Playing Curtis Stone's Beef Fat Fried Potatoes

For Rachael’s 50th birthday bash episode, Rach stepped out from behind the stove to let her buddies — like Chef Curtis Stone — do the cooking!

For the rendered beef fat
  • 1 pound 2 ounces dry-aged beef fat, coarsely chopped
  • 8 cloves garlic
  • 3 sprigs fresh rosemary
  • 1 sprig fresh sage
For the fries
  • 5 pounds potatoes, Russet or Kennebec
  • Peanut or canola oil, for frying
  • Rendered beef fat
  • Flakey sea salt
  • Chili flakes
  • Grated parmesan
  • Chopped Italian parsley

1. For the rendered beef fat: Heat fat over low heat until just beginning to melt. Add garlic, rosemary and sage. Melt until fat and solids have separated; solids will rise to surface. Strain through cheesecloth-lined chinois or strainer. Do not force fat through cheesecloth. Discard solids. Keep fat melted in a warm place.

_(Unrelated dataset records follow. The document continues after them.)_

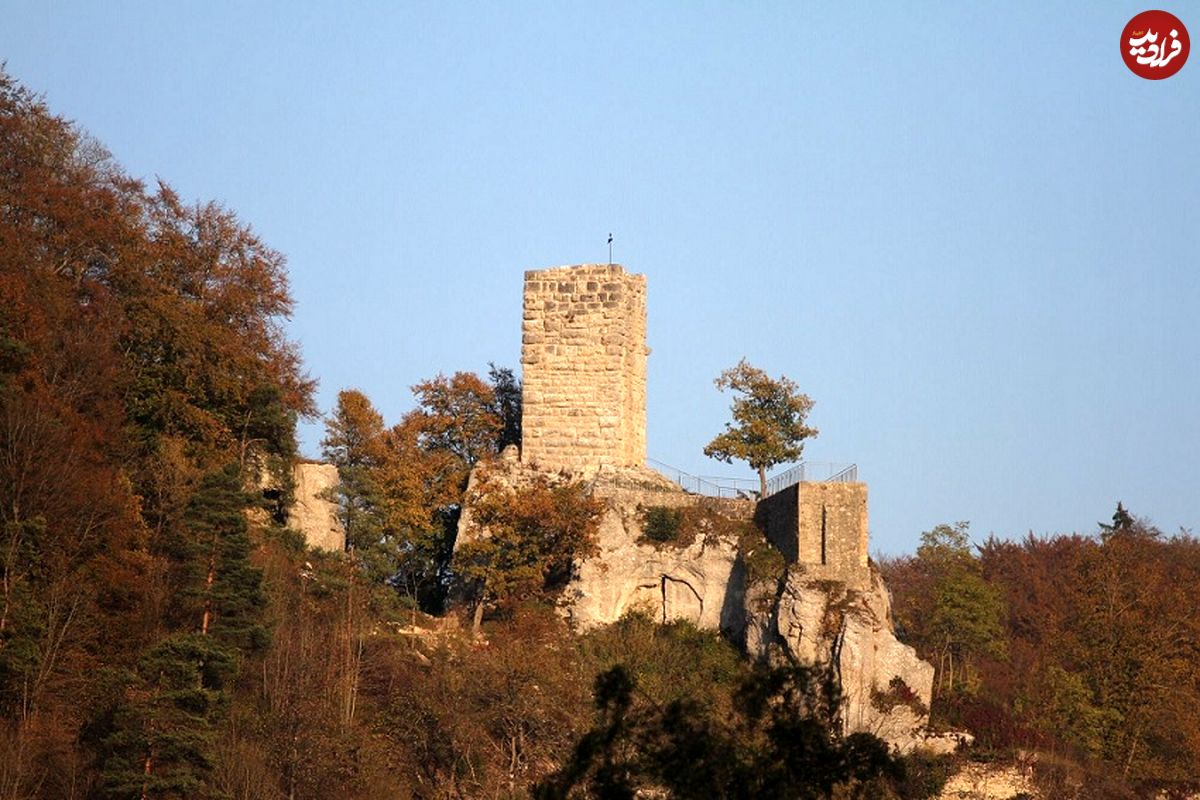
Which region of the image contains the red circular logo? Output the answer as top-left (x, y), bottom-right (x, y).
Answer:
top-left (1121, 11), bottom-right (1192, 80)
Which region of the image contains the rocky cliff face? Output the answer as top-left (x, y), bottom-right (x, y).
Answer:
top-left (566, 493), bottom-right (744, 636)
top-left (746, 564), bottom-right (934, 752)
top-left (458, 458), bottom-right (934, 751)
top-left (288, 463), bottom-right (346, 553)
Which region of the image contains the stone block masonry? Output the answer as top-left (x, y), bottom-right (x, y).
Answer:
top-left (521, 264), bottom-right (649, 475)
top-left (757, 481), bottom-right (869, 588)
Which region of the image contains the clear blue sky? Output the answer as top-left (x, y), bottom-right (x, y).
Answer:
top-left (0, 0), bottom-right (1200, 553)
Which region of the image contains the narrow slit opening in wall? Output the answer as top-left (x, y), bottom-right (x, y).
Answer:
top-left (821, 503), bottom-right (826, 564)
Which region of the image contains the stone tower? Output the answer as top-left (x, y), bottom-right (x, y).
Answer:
top-left (521, 264), bottom-right (649, 474)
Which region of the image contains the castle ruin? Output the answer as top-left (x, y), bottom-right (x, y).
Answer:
top-left (521, 264), bottom-right (649, 474)
top-left (521, 264), bottom-right (868, 585)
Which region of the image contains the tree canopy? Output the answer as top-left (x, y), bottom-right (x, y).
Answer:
top-left (704, 359), bottom-right (817, 495)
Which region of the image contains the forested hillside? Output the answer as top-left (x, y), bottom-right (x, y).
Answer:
top-left (883, 515), bottom-right (1200, 798)
top-left (0, 71), bottom-right (1200, 800)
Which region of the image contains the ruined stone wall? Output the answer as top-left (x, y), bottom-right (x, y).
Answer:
top-left (521, 264), bottom-right (649, 474)
top-left (758, 482), bottom-right (868, 587)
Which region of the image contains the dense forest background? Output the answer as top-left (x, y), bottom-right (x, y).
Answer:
top-left (0, 71), bottom-right (1200, 800)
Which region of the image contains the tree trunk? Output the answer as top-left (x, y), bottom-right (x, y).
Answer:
top-left (470, 595), bottom-right (484, 639)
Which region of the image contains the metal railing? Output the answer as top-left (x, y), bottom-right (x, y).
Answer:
top-left (646, 458), bottom-right (858, 500)
top-left (646, 458), bottom-right (758, 500)
top-left (767, 461), bottom-right (858, 498)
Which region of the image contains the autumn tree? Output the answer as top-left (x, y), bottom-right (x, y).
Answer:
top-left (704, 359), bottom-right (817, 497)
top-left (454, 476), bottom-right (602, 633)
top-left (413, 372), bottom-right (504, 468)
top-left (901, 522), bottom-right (1006, 693)
top-left (487, 362), bottom-right (523, 451)
top-left (320, 389), bottom-right (385, 549)
top-left (534, 666), bottom-right (901, 800)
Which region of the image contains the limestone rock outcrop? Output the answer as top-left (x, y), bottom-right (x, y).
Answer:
top-left (566, 492), bottom-right (743, 634)
top-left (288, 463), bottom-right (346, 553)
top-left (746, 564), bottom-right (934, 752)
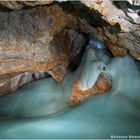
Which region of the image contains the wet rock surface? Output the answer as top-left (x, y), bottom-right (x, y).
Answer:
top-left (0, 0), bottom-right (140, 96)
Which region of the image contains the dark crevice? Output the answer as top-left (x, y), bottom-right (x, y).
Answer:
top-left (54, 1), bottom-right (121, 34)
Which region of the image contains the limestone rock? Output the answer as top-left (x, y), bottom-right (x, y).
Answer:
top-left (0, 5), bottom-right (85, 81)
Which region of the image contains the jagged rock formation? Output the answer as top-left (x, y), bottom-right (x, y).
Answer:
top-left (0, 0), bottom-right (140, 96)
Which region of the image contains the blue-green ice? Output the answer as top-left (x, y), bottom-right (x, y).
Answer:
top-left (0, 43), bottom-right (140, 138)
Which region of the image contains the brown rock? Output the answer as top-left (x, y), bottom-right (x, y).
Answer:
top-left (69, 73), bottom-right (111, 106)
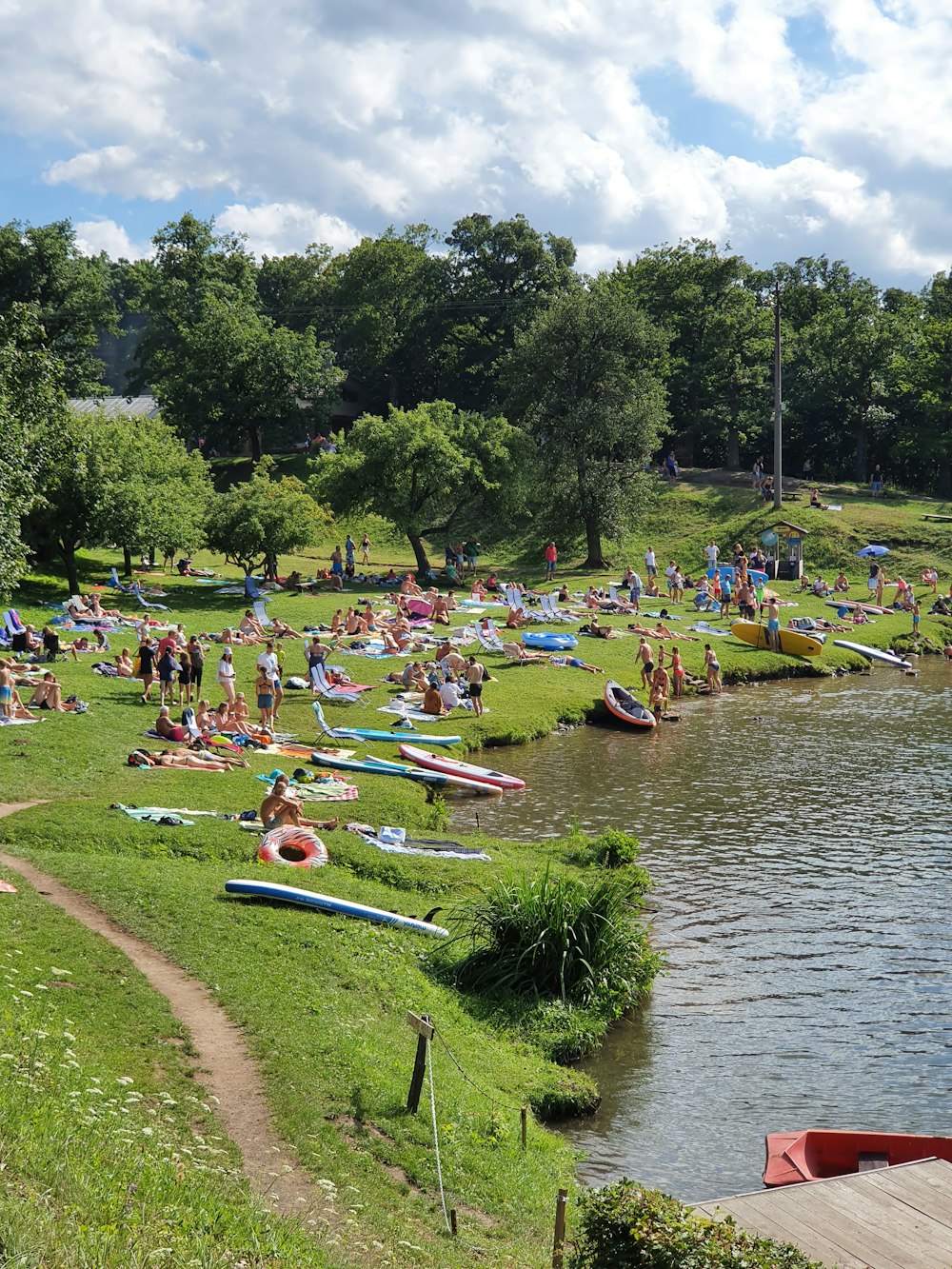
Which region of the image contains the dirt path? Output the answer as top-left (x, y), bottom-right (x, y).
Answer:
top-left (0, 802), bottom-right (336, 1223)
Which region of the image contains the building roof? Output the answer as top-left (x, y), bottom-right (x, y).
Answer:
top-left (69, 396), bottom-right (159, 419)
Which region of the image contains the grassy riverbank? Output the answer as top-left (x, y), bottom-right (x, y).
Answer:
top-left (0, 486), bottom-right (952, 1265)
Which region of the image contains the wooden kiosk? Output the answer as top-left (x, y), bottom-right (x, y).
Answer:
top-left (768, 521), bottom-right (810, 582)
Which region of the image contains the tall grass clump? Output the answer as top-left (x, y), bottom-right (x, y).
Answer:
top-left (453, 868), bottom-right (660, 1017)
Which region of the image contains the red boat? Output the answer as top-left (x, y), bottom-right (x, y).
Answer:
top-left (605, 679), bottom-right (658, 727)
top-left (764, 1128), bottom-right (952, 1185)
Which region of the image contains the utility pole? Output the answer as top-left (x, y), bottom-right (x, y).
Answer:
top-left (773, 281), bottom-right (783, 511)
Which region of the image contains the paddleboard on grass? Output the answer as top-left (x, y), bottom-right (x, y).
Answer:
top-left (225, 877), bottom-right (449, 939)
top-left (833, 638), bottom-right (913, 670)
top-left (731, 622), bottom-right (823, 656)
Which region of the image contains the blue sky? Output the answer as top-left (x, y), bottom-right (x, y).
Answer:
top-left (0, 0), bottom-right (952, 288)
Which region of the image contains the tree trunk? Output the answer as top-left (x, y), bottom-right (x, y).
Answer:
top-left (853, 427), bottom-right (865, 485)
top-left (248, 426), bottom-right (262, 465)
top-left (58, 542), bottom-right (79, 595)
top-left (582, 511), bottom-right (612, 568)
top-left (407, 533), bottom-right (431, 575)
top-left (726, 416), bottom-right (740, 472)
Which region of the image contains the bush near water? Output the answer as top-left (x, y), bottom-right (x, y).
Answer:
top-left (0, 486), bottom-right (952, 1269)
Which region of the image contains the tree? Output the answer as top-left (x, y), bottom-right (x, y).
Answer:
top-left (610, 239), bottom-right (773, 467)
top-left (323, 225), bottom-right (446, 411)
top-left (0, 221), bottom-right (115, 396)
top-left (439, 213), bottom-right (580, 410)
top-left (206, 457), bottom-right (330, 574)
top-left (503, 283), bottom-right (667, 568)
top-left (312, 401), bottom-right (528, 575)
top-left (0, 304), bottom-right (66, 595)
top-left (149, 296), bottom-right (344, 462)
top-left (26, 410), bottom-right (208, 594)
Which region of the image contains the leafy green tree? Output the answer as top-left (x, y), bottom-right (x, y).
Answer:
top-left (206, 457), bottom-right (330, 574)
top-left (0, 221), bottom-right (115, 396)
top-left (610, 239), bottom-right (773, 467)
top-left (0, 304), bottom-right (66, 595)
top-left (324, 225), bottom-right (446, 411)
top-left (776, 256), bottom-right (896, 481)
top-left (503, 286), bottom-right (667, 568)
top-left (149, 296), bottom-right (344, 462)
top-left (312, 401), bottom-right (528, 575)
top-left (439, 213), bottom-right (580, 410)
top-left (26, 410), bottom-right (208, 594)
top-left (138, 214), bottom-right (343, 462)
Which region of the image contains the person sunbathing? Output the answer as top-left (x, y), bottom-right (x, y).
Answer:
top-left (422, 683), bottom-right (449, 717)
top-left (259, 775), bottom-right (338, 832)
top-left (127, 748), bottom-right (248, 771)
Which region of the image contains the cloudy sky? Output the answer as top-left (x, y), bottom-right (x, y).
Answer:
top-left (0, 0), bottom-right (952, 288)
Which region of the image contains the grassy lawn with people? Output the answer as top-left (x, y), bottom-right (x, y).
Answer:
top-left (0, 484), bottom-right (952, 1266)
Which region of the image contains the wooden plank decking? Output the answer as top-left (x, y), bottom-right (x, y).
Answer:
top-left (694, 1159), bottom-right (952, 1269)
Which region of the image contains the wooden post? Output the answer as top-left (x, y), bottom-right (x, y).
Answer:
top-left (552, 1190), bottom-right (568, 1269)
top-left (407, 1014), bottom-right (433, 1114)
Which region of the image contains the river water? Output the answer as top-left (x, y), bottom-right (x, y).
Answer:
top-left (454, 657), bottom-right (952, 1200)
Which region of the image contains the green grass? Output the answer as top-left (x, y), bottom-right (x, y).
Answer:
top-left (0, 870), bottom-right (340, 1269)
top-left (0, 485), bottom-right (952, 1266)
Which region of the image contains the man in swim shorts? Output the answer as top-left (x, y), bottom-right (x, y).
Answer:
top-left (639, 636), bottom-right (655, 687)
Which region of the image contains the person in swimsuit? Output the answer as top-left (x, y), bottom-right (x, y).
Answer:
top-left (259, 775), bottom-right (338, 831)
top-left (639, 637), bottom-right (655, 687)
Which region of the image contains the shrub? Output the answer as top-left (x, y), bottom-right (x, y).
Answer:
top-left (453, 868), bottom-right (660, 1015)
top-left (568, 1180), bottom-right (823, 1269)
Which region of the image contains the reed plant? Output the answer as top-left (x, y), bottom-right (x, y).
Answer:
top-left (452, 868), bottom-right (659, 1011)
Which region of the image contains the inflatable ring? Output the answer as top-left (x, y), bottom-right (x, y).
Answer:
top-left (258, 824), bottom-right (327, 868)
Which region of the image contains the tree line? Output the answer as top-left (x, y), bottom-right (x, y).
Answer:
top-left (0, 213), bottom-right (952, 585)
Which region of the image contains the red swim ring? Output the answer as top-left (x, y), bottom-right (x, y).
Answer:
top-left (258, 824), bottom-right (327, 868)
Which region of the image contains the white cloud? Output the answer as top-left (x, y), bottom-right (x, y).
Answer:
top-left (0, 0), bottom-right (952, 281)
top-left (73, 220), bottom-right (152, 260)
top-left (216, 203), bottom-right (362, 258)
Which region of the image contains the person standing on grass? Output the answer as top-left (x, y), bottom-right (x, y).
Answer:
top-left (704, 644), bottom-right (724, 691)
top-left (466, 656), bottom-right (486, 718)
top-left (258, 641), bottom-right (285, 722)
top-left (136, 633), bottom-right (155, 704)
top-left (217, 644), bottom-right (235, 708)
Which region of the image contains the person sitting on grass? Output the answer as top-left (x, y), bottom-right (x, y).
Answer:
top-left (589, 617), bottom-right (618, 638)
top-left (422, 683), bottom-right (449, 717)
top-left (155, 705), bottom-right (188, 741)
top-left (259, 775), bottom-right (338, 832)
top-left (27, 670), bottom-right (75, 713)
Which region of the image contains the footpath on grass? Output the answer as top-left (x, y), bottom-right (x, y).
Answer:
top-left (0, 802), bottom-right (327, 1216)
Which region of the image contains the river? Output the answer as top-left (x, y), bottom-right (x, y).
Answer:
top-left (454, 657), bottom-right (952, 1200)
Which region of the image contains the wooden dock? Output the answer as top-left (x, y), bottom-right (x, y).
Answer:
top-left (694, 1159), bottom-right (952, 1269)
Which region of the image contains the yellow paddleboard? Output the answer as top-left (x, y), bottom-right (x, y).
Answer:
top-left (731, 622), bottom-right (823, 656)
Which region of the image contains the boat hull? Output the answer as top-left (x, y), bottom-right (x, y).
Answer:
top-left (400, 744), bottom-right (526, 789)
top-left (731, 622), bottom-right (823, 656)
top-left (763, 1128), bottom-right (952, 1186)
top-left (605, 679), bottom-right (658, 731)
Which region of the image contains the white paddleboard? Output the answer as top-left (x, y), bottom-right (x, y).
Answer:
top-left (833, 638), bottom-right (913, 670)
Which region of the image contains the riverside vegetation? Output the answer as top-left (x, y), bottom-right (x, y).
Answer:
top-left (0, 487), bottom-right (952, 1269)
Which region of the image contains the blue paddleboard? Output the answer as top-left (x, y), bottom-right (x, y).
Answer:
top-left (225, 878), bottom-right (449, 939)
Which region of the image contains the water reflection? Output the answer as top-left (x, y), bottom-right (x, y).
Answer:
top-left (456, 659), bottom-right (952, 1200)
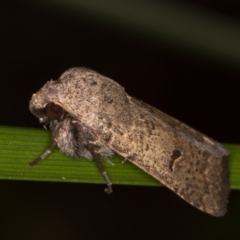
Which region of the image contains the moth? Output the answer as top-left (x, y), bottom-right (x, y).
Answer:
top-left (29, 67), bottom-right (230, 216)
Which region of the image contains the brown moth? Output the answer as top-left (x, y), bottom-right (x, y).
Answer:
top-left (29, 67), bottom-right (230, 216)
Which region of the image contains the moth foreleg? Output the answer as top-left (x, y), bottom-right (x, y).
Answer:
top-left (28, 141), bottom-right (57, 167)
top-left (90, 149), bottom-right (113, 194)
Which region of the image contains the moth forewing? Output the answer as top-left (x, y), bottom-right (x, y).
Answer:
top-left (30, 68), bottom-right (229, 216)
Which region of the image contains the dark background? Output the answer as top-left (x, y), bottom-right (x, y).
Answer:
top-left (0, 0), bottom-right (240, 240)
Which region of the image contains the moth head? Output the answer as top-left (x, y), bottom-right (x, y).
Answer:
top-left (29, 81), bottom-right (64, 123)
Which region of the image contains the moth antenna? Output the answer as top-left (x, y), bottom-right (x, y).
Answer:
top-left (28, 141), bottom-right (57, 167)
top-left (91, 149), bottom-right (113, 194)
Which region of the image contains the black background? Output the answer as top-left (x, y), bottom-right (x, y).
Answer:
top-left (0, 0), bottom-right (240, 240)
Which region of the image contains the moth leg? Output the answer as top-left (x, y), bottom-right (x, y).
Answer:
top-left (28, 141), bottom-right (57, 167)
top-left (91, 150), bottom-right (113, 194)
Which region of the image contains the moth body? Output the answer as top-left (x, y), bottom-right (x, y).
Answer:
top-left (30, 68), bottom-right (229, 216)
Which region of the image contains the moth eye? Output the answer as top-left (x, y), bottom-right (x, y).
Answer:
top-left (44, 102), bottom-right (63, 120)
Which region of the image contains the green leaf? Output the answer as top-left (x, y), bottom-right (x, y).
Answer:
top-left (0, 126), bottom-right (240, 189)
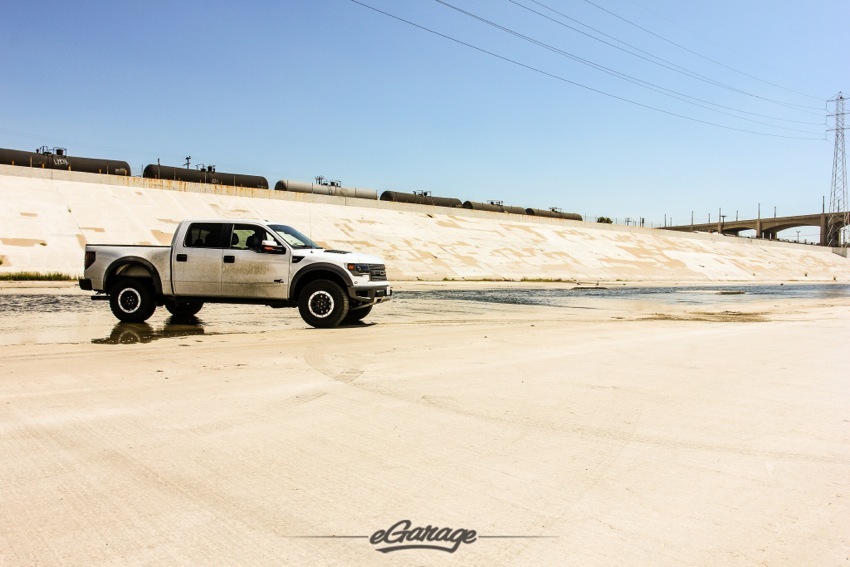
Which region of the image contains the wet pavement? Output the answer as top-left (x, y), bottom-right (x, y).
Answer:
top-left (0, 284), bottom-right (850, 345)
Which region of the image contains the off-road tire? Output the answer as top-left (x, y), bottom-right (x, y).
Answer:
top-left (109, 278), bottom-right (156, 323)
top-left (298, 280), bottom-right (348, 329)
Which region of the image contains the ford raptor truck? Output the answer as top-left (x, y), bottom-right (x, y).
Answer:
top-left (79, 220), bottom-right (392, 328)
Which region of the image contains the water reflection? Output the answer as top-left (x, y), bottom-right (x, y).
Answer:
top-left (91, 315), bottom-right (204, 345)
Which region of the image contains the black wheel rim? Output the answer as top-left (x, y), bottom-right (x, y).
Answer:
top-left (307, 290), bottom-right (334, 319)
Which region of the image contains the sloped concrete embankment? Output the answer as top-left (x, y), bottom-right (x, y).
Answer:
top-left (0, 166), bottom-right (850, 283)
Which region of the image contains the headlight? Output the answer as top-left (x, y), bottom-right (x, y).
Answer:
top-left (346, 264), bottom-right (369, 276)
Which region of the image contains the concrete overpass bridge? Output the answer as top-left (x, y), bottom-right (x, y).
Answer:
top-left (665, 213), bottom-right (844, 246)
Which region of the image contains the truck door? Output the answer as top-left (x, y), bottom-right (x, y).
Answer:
top-left (171, 222), bottom-right (225, 297)
top-left (221, 223), bottom-right (292, 299)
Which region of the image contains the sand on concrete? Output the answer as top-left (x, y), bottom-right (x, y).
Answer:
top-left (0, 286), bottom-right (850, 566)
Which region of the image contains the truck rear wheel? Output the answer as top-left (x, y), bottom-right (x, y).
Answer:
top-left (298, 280), bottom-right (348, 329)
top-left (109, 278), bottom-right (156, 323)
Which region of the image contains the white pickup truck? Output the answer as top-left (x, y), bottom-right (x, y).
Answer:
top-left (79, 220), bottom-right (392, 328)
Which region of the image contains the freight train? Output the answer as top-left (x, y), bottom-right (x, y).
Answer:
top-left (0, 146), bottom-right (582, 221)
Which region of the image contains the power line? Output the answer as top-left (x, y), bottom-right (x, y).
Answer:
top-left (351, 0), bottom-right (822, 140)
top-left (434, 0), bottom-right (819, 135)
top-left (576, 0), bottom-right (820, 106)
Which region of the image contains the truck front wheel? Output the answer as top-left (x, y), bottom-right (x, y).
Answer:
top-left (298, 280), bottom-right (348, 329)
top-left (109, 278), bottom-right (156, 323)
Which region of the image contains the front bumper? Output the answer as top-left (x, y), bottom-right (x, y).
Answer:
top-left (348, 284), bottom-right (393, 307)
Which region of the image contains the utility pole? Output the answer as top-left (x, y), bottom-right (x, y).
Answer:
top-left (826, 91), bottom-right (850, 246)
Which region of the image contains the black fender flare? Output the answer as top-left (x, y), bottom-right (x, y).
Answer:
top-left (103, 256), bottom-right (162, 296)
top-left (289, 262), bottom-right (353, 301)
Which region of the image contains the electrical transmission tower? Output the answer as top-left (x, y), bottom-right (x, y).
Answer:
top-left (826, 92), bottom-right (850, 246)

2. For the fries: Peel and cut potatoes into ½-inch wide strips. In a large bowl, run cold water over potatoes until starch is rinsed away and water runs clear. Spread potatoes onto a large baking sheet lined with kitchen towels. Pat and air dry for 30 minutes.

3. Bring oil to 275°F. Blanch potatoes for 12 minutes; do not overcrowd the fryer. Remove fries from the oil and let cool. Increase oil to 375°F.  Fry potatoes 3 to 4 minutes or until golden brown. Remove fries and drain on paper towels, then drizzle about 1 tablespoon rendered beef fat over hot fries.

4. Toss fries with sea salt, chili flakes, parmesan and parsley. Serve immediately.